Hiromi refuses to define herself or her music. She prefers to play and let her audience make up their own minds about what to call her music, saying, “It’s just the union of what I’ve been listening to and what I’ve been learning.”

Biography sourced from Donne. Read more here

Margarita Lecuona (1910-1981)

Margarita Lecuona was a Cuban songwriter and singer of great successes in the first half of the 20th century. It was her artistic taste that led her to the piano, the guitar, the dance and to cultivate her voice.

In 1930, while still studying, she wrote Soñadora which she sang playing the guitar. In 1942 she formed together with Alicia Yanes (guitar and second) and Coralia Burguet (guitar and cousin), the group Lecuona Cuban Girls, debuting at the National Casino, they also achieved performances at the Hotel Sevilla, in Sans Souci, on the radio, and in the Encanto and Campoamor Theaters, immediately obtaining a contract in the interior and abroad.

She was a multi-talented artist. In her show Tabú she was both the composer and performer, the costume designer, the manager, the number editor and the director.

Biography sourced from Donne. Read more here

Sarah Quartel (b. 1982)

Canadian composer and educator Sarah Quartel is known for her fresh and exciting approach to choral music. Deeply inspired by the life-changing relationships that can occur while making choral music, Sarah writes in a way that connects singer to singer, ensemble to conductor, and performer to audience.

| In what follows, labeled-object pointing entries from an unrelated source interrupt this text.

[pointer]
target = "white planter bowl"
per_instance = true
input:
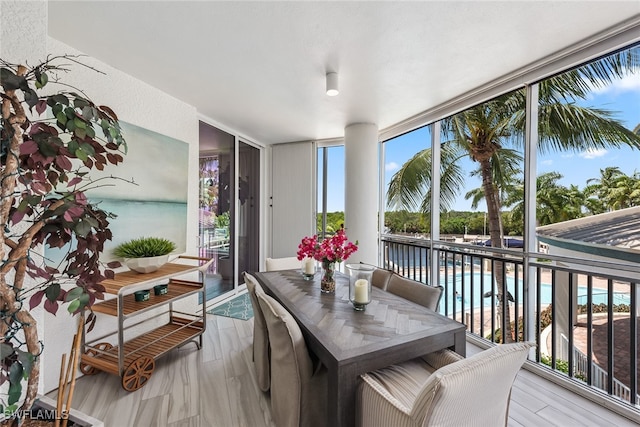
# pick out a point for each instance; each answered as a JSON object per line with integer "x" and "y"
{"x": 146, "y": 265}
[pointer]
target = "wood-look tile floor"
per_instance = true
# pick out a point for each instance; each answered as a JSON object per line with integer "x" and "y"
{"x": 216, "y": 387}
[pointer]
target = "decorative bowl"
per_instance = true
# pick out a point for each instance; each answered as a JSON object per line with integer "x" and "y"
{"x": 146, "y": 265}
{"x": 161, "y": 289}
{"x": 141, "y": 296}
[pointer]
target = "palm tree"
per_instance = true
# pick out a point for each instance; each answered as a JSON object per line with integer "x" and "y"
{"x": 613, "y": 190}
{"x": 554, "y": 202}
{"x": 486, "y": 131}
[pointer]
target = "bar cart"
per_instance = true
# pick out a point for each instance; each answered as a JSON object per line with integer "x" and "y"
{"x": 133, "y": 358}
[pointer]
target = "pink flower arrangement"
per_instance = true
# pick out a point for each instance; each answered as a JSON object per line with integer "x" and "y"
{"x": 336, "y": 248}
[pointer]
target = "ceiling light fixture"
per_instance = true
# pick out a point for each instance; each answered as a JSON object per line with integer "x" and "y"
{"x": 332, "y": 84}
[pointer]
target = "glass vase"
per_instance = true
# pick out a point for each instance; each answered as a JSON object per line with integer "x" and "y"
{"x": 328, "y": 281}
{"x": 360, "y": 285}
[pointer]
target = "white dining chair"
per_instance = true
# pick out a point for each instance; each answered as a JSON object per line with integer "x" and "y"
{"x": 418, "y": 292}
{"x": 442, "y": 389}
{"x": 287, "y": 263}
{"x": 260, "y": 335}
{"x": 298, "y": 389}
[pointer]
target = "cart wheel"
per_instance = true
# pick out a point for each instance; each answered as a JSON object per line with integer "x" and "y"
{"x": 138, "y": 373}
{"x": 88, "y": 369}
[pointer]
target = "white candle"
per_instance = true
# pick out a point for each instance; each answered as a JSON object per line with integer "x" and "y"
{"x": 309, "y": 266}
{"x": 361, "y": 291}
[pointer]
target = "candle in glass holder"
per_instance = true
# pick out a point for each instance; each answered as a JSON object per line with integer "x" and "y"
{"x": 309, "y": 266}
{"x": 361, "y": 291}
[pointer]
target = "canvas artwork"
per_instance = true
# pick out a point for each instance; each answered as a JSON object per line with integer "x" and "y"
{"x": 155, "y": 204}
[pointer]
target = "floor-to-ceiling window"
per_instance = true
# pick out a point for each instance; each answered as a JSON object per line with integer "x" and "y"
{"x": 248, "y": 207}
{"x": 330, "y": 189}
{"x": 551, "y": 167}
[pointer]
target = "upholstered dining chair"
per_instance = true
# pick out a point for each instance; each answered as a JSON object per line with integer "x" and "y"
{"x": 298, "y": 391}
{"x": 442, "y": 389}
{"x": 287, "y": 263}
{"x": 420, "y": 293}
{"x": 260, "y": 335}
{"x": 380, "y": 278}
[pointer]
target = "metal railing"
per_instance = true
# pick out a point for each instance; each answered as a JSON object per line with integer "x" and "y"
{"x": 593, "y": 304}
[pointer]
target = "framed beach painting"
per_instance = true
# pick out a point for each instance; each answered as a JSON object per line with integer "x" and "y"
{"x": 154, "y": 203}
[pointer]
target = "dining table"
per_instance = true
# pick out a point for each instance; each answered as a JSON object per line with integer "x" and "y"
{"x": 349, "y": 343}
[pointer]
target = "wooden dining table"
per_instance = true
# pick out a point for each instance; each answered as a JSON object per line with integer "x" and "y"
{"x": 349, "y": 342}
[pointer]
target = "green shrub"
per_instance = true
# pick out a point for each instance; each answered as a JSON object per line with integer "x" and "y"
{"x": 144, "y": 247}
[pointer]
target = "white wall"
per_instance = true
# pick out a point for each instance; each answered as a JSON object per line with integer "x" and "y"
{"x": 138, "y": 103}
{"x": 291, "y": 197}
{"x": 24, "y": 38}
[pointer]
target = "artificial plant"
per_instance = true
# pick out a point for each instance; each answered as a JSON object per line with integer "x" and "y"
{"x": 49, "y": 144}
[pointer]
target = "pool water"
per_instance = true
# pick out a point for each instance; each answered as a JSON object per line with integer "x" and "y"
{"x": 599, "y": 296}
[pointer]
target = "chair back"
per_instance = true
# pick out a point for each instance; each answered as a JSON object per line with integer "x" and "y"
{"x": 381, "y": 278}
{"x": 288, "y": 263}
{"x": 260, "y": 335}
{"x": 295, "y": 399}
{"x": 474, "y": 390}
{"x": 420, "y": 293}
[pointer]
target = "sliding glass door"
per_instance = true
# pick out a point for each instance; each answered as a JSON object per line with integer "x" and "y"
{"x": 229, "y": 230}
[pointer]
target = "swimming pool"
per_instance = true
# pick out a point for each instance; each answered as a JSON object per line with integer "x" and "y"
{"x": 599, "y": 296}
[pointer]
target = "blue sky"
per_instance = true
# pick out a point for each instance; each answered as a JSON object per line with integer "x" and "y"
{"x": 622, "y": 97}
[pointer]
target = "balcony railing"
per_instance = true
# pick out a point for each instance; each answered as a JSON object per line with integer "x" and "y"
{"x": 580, "y": 312}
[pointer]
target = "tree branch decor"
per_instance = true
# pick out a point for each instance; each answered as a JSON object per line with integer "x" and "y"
{"x": 49, "y": 144}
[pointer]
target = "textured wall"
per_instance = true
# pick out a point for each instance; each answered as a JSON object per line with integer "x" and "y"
{"x": 23, "y": 30}
{"x": 138, "y": 103}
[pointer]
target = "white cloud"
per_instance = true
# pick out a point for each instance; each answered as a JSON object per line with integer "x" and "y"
{"x": 593, "y": 154}
{"x": 392, "y": 166}
{"x": 630, "y": 83}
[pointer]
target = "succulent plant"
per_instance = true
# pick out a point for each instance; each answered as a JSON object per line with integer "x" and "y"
{"x": 144, "y": 247}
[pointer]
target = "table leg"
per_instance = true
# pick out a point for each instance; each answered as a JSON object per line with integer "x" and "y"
{"x": 460, "y": 345}
{"x": 342, "y": 397}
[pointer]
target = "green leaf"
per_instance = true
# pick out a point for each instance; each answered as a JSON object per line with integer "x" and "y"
{"x": 70, "y": 112}
{"x": 88, "y": 148}
{"x": 9, "y": 80}
{"x": 73, "y": 294}
{"x": 43, "y": 79}
{"x": 60, "y": 116}
{"x": 73, "y": 146}
{"x": 74, "y": 306}
{"x": 52, "y": 292}
{"x": 81, "y": 154}
{"x": 26, "y": 359}
{"x": 82, "y": 228}
{"x": 80, "y": 123}
{"x": 60, "y": 99}
{"x": 5, "y": 350}
{"x": 15, "y": 373}
{"x": 15, "y": 390}
{"x": 80, "y": 133}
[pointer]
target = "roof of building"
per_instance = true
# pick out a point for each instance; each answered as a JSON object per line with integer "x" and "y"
{"x": 613, "y": 234}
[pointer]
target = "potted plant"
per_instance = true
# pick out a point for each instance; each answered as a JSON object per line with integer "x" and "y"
{"x": 50, "y": 142}
{"x": 145, "y": 254}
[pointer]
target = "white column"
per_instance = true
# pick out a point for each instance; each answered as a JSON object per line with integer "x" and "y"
{"x": 361, "y": 190}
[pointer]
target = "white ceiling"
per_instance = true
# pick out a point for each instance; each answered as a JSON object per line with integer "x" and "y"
{"x": 258, "y": 68}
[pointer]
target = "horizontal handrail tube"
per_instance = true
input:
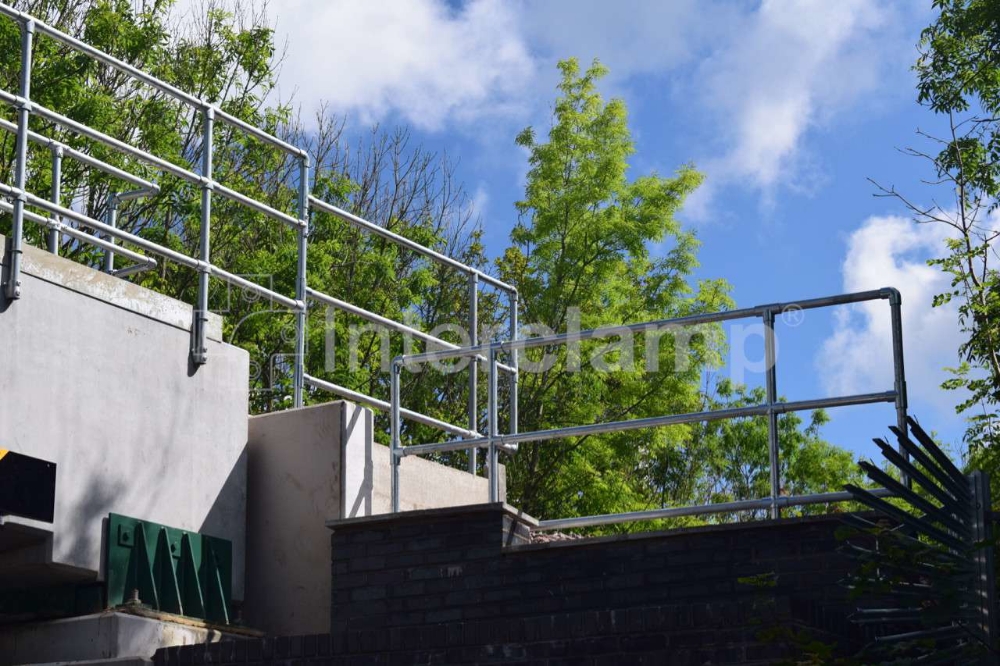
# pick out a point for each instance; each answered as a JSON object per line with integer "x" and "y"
{"x": 325, "y": 207}
{"x": 383, "y": 406}
{"x": 79, "y": 156}
{"x": 155, "y": 248}
{"x": 131, "y": 270}
{"x": 377, "y": 319}
{"x": 608, "y": 331}
{"x": 368, "y": 315}
{"x": 82, "y": 236}
{"x": 693, "y": 417}
{"x": 159, "y": 163}
{"x": 138, "y": 241}
{"x": 273, "y": 296}
{"x": 703, "y": 509}
{"x": 136, "y": 73}
{"x": 653, "y": 422}
{"x": 107, "y": 140}
{"x": 233, "y": 195}
{"x": 269, "y": 139}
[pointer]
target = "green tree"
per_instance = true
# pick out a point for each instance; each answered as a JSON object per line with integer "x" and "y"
{"x": 724, "y": 461}
{"x": 227, "y": 56}
{"x": 959, "y": 80}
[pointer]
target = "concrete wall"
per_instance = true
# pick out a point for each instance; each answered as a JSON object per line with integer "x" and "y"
{"x": 470, "y": 585}
{"x": 95, "y": 377}
{"x": 309, "y": 466}
{"x": 110, "y": 635}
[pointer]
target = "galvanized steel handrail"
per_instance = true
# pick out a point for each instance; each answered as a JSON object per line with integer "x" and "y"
{"x": 210, "y": 113}
{"x": 772, "y": 408}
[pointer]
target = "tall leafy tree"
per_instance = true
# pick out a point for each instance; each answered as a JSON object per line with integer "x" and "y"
{"x": 959, "y": 80}
{"x": 225, "y": 53}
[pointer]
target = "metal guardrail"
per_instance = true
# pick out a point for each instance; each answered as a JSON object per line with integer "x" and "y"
{"x": 772, "y": 408}
{"x": 57, "y": 212}
{"x": 478, "y": 352}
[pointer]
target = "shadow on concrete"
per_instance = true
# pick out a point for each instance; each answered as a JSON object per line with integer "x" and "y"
{"x": 230, "y": 503}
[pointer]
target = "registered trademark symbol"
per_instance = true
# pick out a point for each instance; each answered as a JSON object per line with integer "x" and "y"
{"x": 793, "y": 315}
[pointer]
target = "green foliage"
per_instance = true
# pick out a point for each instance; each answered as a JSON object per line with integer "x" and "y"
{"x": 590, "y": 239}
{"x": 228, "y": 57}
{"x": 959, "y": 79}
{"x": 724, "y": 461}
{"x": 595, "y": 248}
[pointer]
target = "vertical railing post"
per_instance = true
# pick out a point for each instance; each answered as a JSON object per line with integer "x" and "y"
{"x": 298, "y": 380}
{"x": 899, "y": 373}
{"x": 56, "y": 196}
{"x": 394, "y": 434}
{"x": 111, "y": 219}
{"x": 771, "y": 384}
{"x": 473, "y": 364}
{"x": 985, "y": 575}
{"x": 492, "y": 428}
{"x": 199, "y": 352}
{"x": 13, "y": 286}
{"x": 515, "y": 376}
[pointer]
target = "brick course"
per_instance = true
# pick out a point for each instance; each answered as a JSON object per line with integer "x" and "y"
{"x": 465, "y": 585}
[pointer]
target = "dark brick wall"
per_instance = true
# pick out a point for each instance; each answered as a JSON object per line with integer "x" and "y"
{"x": 465, "y": 586}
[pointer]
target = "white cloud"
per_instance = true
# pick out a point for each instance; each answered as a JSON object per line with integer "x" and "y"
{"x": 857, "y": 357}
{"x": 431, "y": 64}
{"x": 791, "y": 67}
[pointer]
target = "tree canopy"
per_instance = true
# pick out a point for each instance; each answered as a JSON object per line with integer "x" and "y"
{"x": 594, "y": 245}
{"x": 959, "y": 80}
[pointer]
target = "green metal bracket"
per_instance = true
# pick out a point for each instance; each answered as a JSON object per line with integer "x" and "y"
{"x": 169, "y": 570}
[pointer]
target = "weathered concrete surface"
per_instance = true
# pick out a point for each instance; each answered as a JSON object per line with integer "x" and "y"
{"x": 110, "y": 635}
{"x": 294, "y": 481}
{"x": 95, "y": 377}
{"x": 309, "y": 466}
{"x": 423, "y": 484}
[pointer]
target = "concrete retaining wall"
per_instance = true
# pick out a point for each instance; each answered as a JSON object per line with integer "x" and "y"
{"x": 307, "y": 467}
{"x": 465, "y": 585}
{"x": 95, "y": 377}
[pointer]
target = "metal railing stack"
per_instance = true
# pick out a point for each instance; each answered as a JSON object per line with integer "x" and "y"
{"x": 495, "y": 356}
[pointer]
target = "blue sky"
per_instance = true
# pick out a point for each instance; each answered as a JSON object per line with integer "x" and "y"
{"x": 787, "y": 106}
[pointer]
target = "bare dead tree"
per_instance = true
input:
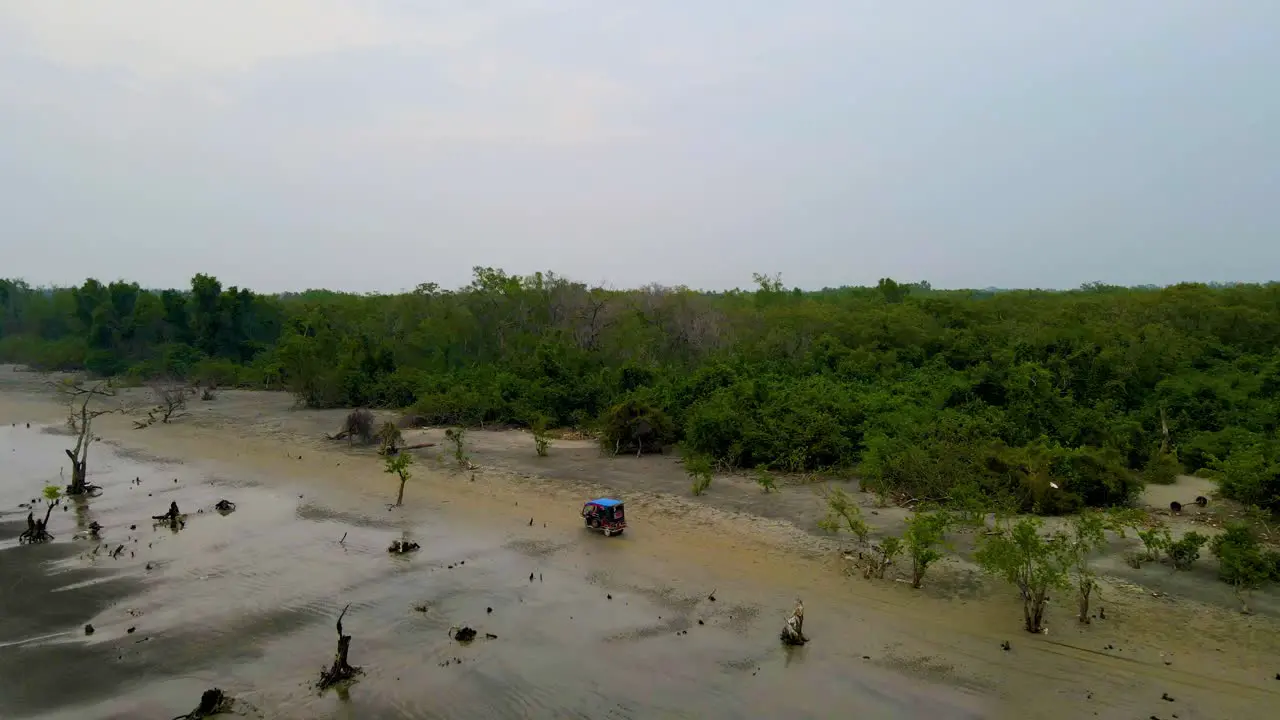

Her works are performed by choirs across the world, and she has been commissioned by groups including the American Choral Directors Association, the National Children's Chorus of the United States of America, and New Dublin Voices. Since 2018 she has been exclusively published by Oxford University Press, and she continues to work as a clinician and conductor at music education and choral events at home and abroad.

Biography sourced from Donne. Read more here

Otilie Suková (1878-1905)

Otilie Suková was the daughter of Antonín Dvořák and the wife of composer and violinist Josef Suk. A gifted musician, she played the piano and wrote several compositions of her own, inspired by her musical surroundings. Suková did not become a professional musician, but despite this, was immersed in music throughout her life.

In a letter printed in Zlatá Praha in 1909, her husband Suk writes about Suková’s compositions: "Once, after my return from travelling, Otilie confessed to me that even she had composed several “little pieces for piano”. Initially, she felt embarrassed to play them for me but when I finally persuaded her to play, it caused her great joy when, during her second play through, I stood up with a pencil in my hand and wrote down everything just as I had heard her play it. She clapped her hands and laughed a great deal when I advised her on something and she was very surprised it had not occurred to her."